Les changements

Bien sûr il y aura des changements. Bismarck a raison, avoir peur ne sert pas à grand chose. Mais penser que cela ne changera pas est aussi dangereux que de penser que le changement est forcément bon ou mauvais, ce n’est pas une question de choix individuels ni de morale.

L’Europe et l’Amérique ont été dominées depuis 200 ans par l’idéologie du progrès. C’est l’idée que le changement est forcément bon. Il faut se lancer dans une course en avant, parce que les solutions sont techniques et que développant la science, tout serait forcément mieux. Cela n’empêche pas les prophètes de malheur de nous annoncer toutes les catastrophes imaginables. La seule façon de les éviter étant de prier dieu et de donner de l’argent à l’église.

En tentant d’expliquer combien il était difficile de prévoir les changements climatiques et leurs conséquences, je crains d’être tombé dans le second piège : faire peur. Peut-être que la peur est le commencement de la sagesse, mais si on en reste là, c’est le commencement de la folie. Alors je donne un exemple de changement.

Ma maman est née en 1908 dans la forêt. Des petites communautés de nomades tentaient de vivre comme depuis plus de 3000 ans, sans livres, sans écoles, sans routes, sans industries, sans chevaux (en forêt ils sont inutiles). Bien sûr le progrès était à la lisière de la forêt, et il a balayé son pays détruisant tout sur son passage. Il a aussi apporté, les livres et un mode de vie totalement différent. Il y avait un milliard six cents millions de personnes sur Terre.

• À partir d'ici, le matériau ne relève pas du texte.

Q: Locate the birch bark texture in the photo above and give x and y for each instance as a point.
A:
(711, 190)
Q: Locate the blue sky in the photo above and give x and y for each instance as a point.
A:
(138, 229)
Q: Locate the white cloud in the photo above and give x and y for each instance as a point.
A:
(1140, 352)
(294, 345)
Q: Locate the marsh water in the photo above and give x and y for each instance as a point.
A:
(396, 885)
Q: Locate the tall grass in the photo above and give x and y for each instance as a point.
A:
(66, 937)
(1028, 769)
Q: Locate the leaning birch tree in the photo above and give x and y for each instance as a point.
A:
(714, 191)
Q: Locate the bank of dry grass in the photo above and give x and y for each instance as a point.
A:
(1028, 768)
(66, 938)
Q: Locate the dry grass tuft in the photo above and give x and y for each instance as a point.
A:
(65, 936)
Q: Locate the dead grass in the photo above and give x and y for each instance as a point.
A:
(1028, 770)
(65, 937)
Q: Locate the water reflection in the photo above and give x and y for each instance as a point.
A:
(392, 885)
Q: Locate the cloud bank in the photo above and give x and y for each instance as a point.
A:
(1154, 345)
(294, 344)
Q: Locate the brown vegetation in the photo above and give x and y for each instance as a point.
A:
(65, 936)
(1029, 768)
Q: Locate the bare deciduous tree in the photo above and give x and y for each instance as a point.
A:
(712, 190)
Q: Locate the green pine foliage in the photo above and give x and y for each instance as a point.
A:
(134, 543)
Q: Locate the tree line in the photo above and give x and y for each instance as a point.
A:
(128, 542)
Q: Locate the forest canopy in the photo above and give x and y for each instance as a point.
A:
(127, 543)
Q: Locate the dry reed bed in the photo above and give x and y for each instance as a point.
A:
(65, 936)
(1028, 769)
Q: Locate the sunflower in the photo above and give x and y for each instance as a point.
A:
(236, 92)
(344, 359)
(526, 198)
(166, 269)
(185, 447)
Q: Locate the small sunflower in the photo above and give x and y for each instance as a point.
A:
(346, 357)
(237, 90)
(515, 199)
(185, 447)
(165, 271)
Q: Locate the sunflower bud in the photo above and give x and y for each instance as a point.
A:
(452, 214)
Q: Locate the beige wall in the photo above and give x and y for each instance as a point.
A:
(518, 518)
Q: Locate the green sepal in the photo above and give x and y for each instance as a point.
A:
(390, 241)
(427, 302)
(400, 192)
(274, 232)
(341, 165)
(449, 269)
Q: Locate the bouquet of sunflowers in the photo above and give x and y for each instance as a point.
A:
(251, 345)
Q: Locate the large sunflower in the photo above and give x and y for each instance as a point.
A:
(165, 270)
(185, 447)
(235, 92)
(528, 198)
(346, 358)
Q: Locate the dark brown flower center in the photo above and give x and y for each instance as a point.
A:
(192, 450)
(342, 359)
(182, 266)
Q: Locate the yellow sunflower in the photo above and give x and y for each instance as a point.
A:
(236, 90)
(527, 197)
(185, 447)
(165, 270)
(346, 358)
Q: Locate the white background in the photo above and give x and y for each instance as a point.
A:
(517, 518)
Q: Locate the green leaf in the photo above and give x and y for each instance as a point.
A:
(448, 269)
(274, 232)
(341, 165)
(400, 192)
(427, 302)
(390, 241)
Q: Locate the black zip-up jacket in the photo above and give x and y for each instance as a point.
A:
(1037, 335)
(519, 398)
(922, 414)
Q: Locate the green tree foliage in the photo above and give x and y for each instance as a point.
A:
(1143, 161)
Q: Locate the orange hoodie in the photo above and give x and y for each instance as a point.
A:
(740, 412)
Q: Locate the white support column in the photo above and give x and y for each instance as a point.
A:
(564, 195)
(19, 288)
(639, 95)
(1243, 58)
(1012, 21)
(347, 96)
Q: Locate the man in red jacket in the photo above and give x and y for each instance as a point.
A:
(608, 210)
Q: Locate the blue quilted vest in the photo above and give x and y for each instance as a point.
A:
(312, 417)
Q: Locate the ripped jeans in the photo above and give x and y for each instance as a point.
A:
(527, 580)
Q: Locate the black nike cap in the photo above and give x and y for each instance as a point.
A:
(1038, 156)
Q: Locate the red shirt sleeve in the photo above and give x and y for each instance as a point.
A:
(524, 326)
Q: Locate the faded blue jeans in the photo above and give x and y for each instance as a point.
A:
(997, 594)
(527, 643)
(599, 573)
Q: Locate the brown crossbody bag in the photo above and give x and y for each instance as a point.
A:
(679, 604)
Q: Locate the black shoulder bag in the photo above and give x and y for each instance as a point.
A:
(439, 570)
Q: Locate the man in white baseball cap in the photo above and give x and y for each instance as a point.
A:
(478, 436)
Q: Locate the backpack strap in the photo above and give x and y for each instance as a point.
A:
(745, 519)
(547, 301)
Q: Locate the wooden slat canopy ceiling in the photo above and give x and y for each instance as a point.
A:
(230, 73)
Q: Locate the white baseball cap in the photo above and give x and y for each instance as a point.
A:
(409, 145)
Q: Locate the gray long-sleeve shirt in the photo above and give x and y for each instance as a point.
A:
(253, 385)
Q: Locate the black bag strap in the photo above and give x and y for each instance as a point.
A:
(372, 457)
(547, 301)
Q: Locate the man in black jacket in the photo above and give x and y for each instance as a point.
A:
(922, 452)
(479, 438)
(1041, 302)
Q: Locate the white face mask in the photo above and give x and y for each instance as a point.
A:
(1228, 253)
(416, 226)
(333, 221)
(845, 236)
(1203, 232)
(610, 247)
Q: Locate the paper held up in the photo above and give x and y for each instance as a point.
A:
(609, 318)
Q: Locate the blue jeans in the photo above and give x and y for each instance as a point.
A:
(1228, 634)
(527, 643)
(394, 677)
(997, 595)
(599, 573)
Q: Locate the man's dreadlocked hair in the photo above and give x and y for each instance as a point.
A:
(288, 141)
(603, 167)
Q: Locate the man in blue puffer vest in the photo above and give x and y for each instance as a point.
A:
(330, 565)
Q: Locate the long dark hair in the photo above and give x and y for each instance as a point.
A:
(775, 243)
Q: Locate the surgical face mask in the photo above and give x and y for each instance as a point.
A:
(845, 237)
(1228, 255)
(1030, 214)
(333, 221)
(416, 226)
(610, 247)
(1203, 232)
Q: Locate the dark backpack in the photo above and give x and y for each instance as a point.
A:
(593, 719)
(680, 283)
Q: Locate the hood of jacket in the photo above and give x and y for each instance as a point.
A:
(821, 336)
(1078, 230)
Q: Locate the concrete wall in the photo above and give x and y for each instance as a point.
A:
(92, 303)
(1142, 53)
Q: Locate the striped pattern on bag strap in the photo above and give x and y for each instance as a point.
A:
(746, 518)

Ma maman est morte en 2005, après avoir lu presque un livre par jour, avoir fait le tour du monde en avion, mis au monde plus de 1000 bébés comme sage-femme. Il y avait six milliards cinq cents millions de personnes sur Terre. Elle a connu le changement.

Sa principale force a été l’adaptation. Ne pas juger le changement comme bon ou dangereux, mais prévoir à court terme ( à long terme c’est impossible), et réagir à ce qui se passe.

Elle est née au moment où la mortalité infantile était à son maximum. La saleté des villes, et le manque de respect de la vie a fait que son premier combat fut de sauver les enfants. Et puis de donner à ces enfants une chance de survivre dans ce monde par l’éducation.

La faim est de tout temps et partout le mécanisme de contrôle des populations. Quand on étudie les grandes épidémies, il y a généralement un problème alimentaire qui les précède. Pour ma génération, le premier combat a été de nourrir tous les enfants que la génération précédente avait fait vivre. Pour réussir, on y a mis toutes les ressources énergétiques nécessaires, et on s’est aperçu que la nourriture était une arme beaucoup plus efficace que toutes les armées du monde.

Les combats de la génération de ma mère comme de la mienne sont tout à fait justifiables moralement, économiquement. Ne pas les avoir menés nous aurait condamné comme inhumains. Mais voilà, pour remplir cet objectif, nous avons saccagé les ressources de la terre. Nous constatons que nous ne pouvons pas continuer sans provoquer des catastrophes pires que tous les efforts que nous avons fait pour contrer les catastrophes précédentes.

Réduire la population de la Terre n’est certainement pas la solution. Ceux qui ont entre 10 et 25 ans ont maintenant la tâche de trouver comment nourrir tous ces gens sans détruire la planète. Les solutions sont nécessairement collectives, scientifiques et politiques.

Après-demain sera forcément différent de tout ce qu’on peut prévoir. Juger ne sert à rien. Avoir peur ne sert à rien. Il faut simplement prendre conscience de notre responsabilité d’humain et se mettre au travail. Échouer n’est pas envisageable.